In all likelihood I will consider what happiness looks like to an average runner, an average lover, an average mother, an average employee, and how it might best be achieved.

On Saturday night a friend, who has recently had her first baby, told me it won't make sense for her to return to work. I used to work with her, so I know her talent and have watched her painstakingly build her career over the years. We talked it over, trying (and failing) to make sense of this surprising turn of events.

Perhaps this is why today I have been beset by that familiar feeling that what matters is not the taking part but the sense of winning. And that you have to be a loser before you can be a winner. Sometimes it seems as if we spend our lives wilfully knocking things down in order to build ourselves back up.

I got to the top of the steps. I took in the view. And I turned and walked down again.

Tuesday, 10 January 2012

Tactful omissions: 4. True stories

And so my mind wanders to wondering what life’s greatest tactful omissions might be...

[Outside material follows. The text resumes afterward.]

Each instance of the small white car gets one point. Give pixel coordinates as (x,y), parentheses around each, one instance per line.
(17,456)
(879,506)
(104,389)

I wonder how many sitting rooms are housing an elephant while their inhabitants silently watch TV.

I wonder in how many boardrooms tomorrow the recession will be blamed for everyone’s failings.

I wonder how many forbidden ‘I love you’s’ are not being said tonight.

I wonder about the stories we tell ourselves in the dark, so that we might sleep soundly.

And I ask myself whether fear, self-preservation, the greater good or a simple act of kindness is the reason for these tactful omissions?

Tricky lesson number four: always tell the truth, especially to yourself.

We tell ourselves we use them to spare others’ feelings, to boost their confidence, to keep the peace. But how often do we tell them for our own sakes: because we don’t want others to think badly of us, because it’s an easier life, it’s easier to please, easier to be beloved by all?

Perhaps the truth is that our tactful omissions are at the heart of what define us. For life is an editorial process; we shape it as we go, writing our stories and vaguely remembering the discarded opportunities and the unwritten, unwritable chapters.